Les réorien­ta­tions engen­dre­ront une baisse de l’ac­ti­vi­té à l’acte des urgences. Jus­qu’i­ci dans les hôpi­taux label­li­sés « de proxi­mi­té », cette baisse d’ac­ti­vi­té à entrai­né une réduc­tion des effec­tifs para­mé­di­caux et médi­caux. L’ARS qui finance direc­te­ment (hors tari­fi­ca­tion à l’acte) 80 à 90% du bud­get de ces hôpi­taux, a ain­si impo­sé une fer­me­ture des ser­vices d’ur­gences la nuit, qui sont alors appe­lés « centre de soins non pro­gram­més ».

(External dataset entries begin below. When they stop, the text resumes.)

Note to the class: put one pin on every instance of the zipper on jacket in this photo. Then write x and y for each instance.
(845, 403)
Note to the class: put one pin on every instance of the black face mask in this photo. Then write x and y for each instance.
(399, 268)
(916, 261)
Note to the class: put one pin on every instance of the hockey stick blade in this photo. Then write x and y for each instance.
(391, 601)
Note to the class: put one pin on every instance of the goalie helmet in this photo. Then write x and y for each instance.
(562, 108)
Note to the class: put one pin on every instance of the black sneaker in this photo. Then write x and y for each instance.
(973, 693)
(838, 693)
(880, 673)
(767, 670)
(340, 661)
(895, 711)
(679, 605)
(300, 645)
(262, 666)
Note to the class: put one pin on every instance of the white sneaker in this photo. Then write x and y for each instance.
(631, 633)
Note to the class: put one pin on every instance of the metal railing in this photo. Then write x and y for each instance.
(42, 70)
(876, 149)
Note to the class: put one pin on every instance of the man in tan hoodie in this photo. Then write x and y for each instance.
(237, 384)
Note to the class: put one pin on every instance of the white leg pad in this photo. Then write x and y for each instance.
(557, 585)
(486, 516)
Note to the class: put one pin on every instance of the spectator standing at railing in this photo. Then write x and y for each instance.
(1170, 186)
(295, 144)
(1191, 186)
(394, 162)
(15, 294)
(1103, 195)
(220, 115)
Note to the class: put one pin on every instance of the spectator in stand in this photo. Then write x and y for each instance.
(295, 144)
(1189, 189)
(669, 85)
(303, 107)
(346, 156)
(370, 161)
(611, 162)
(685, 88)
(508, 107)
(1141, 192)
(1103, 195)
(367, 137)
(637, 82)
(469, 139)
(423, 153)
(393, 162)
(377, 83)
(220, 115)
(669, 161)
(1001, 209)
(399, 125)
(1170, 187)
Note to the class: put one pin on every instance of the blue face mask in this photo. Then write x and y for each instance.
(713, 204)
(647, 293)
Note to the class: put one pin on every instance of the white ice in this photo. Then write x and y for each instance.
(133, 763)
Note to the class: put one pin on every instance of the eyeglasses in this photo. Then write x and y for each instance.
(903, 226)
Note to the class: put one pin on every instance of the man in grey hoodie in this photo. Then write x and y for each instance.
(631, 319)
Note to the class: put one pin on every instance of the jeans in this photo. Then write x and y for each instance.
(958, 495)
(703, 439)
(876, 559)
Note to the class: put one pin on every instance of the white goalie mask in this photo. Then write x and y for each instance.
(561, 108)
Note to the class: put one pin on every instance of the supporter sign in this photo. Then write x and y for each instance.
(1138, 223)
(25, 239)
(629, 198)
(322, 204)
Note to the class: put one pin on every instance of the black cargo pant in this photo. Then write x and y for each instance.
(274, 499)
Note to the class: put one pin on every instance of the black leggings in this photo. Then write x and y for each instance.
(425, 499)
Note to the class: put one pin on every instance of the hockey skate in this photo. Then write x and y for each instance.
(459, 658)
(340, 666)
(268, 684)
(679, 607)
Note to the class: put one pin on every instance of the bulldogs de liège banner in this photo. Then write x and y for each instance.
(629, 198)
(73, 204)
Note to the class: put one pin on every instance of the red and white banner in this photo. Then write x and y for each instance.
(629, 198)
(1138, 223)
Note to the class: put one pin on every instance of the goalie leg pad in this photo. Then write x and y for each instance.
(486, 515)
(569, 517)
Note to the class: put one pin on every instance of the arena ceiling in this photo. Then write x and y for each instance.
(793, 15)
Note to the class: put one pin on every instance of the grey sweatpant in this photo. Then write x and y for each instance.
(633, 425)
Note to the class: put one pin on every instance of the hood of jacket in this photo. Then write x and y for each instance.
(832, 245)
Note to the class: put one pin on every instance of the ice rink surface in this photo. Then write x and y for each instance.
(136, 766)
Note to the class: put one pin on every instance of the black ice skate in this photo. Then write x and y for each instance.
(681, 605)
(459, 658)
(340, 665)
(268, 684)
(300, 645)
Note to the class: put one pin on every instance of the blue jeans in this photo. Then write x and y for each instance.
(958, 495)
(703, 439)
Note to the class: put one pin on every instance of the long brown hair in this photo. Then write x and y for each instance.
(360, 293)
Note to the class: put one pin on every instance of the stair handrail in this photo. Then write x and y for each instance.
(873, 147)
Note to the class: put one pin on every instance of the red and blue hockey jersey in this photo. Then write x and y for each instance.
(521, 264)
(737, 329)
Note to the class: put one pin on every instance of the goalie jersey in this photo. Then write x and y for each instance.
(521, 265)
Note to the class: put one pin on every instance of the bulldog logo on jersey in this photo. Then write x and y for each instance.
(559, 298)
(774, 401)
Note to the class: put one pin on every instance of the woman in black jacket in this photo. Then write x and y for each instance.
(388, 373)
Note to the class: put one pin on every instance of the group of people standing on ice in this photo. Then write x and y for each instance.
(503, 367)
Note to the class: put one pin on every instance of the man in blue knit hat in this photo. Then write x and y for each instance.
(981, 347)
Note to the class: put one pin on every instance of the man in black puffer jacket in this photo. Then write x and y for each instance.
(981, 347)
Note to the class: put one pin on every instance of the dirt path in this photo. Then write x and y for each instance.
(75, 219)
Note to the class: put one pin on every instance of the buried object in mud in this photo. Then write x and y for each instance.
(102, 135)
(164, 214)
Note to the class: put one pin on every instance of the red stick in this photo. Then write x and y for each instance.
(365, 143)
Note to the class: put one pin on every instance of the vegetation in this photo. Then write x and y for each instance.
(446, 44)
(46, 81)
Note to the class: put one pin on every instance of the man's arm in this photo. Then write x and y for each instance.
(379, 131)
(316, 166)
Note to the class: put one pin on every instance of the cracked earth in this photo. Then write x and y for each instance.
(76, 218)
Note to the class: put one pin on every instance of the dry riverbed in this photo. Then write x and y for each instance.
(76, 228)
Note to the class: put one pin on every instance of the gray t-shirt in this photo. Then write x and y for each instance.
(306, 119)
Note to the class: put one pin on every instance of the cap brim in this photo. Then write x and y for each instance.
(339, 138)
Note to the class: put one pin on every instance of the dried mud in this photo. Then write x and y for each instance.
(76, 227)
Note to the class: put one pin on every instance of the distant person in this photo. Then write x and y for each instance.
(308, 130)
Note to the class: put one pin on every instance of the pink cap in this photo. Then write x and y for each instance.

Ceux-ci ne dis­posent sou­vent plus des capa­ci­tés de réani­ma­tion et mettent en dan­ger tout un bas­sin de popu­la­tion, notam­ment la nuit.

La CGT a ten­té d’a­ler­té le Conseil de sur­veillance sur la dan­ge­ro­si­té d’une telle mesure. Mais le vote en défa­veur de la label­li­sa­tion a été mino­ri­taire et le sen­ti­ment du syn­di­cat est que les membres du conseil, foca­li­sés sur la ges­tion finan­cière de l’hô­pi­tal, tentent faus­se­ment de se ras­su­rer sur le deve­nir de l’hô­pi­tal sou­mis au plan régio­nal de san­té 2022. 

Le syn­di­cat a par ailleurs aler­té à plu­sieurs reprise en 2019 les membres du Conseil de sur­veillance (en l’oc­cur­rence la Direc­tion du Cntre hos­pi­ta­lier de Gueb­willer, l’ARS et le Conseil Dépar­te­men­tal) sur la souf­france au tra­vail des agents à l’EH­PAD « Les Érables ». Les effec­tifs étant insuf­fi­sants, les soi­gnants sont en souf­france phy­sique et psy­chique, car ceux-ci ne peuvent plus idéa­le­ment assu­rer le main­tien de l’au­to­no­mie des résidents. 

Aucune réponse n’a été obte­nue, pas même du Conseil Dépar­te­men­tal auprès duquel la sec­tion syn­di­cale a fait par­ve­nir ses doléances.

L’en­semble de ces élé­ments alertent donc sur la mise en dan­ger du per­son­nel et sur l’a­ve­nir et la sécu­ri­té des usa­gers de ce ser­vice public.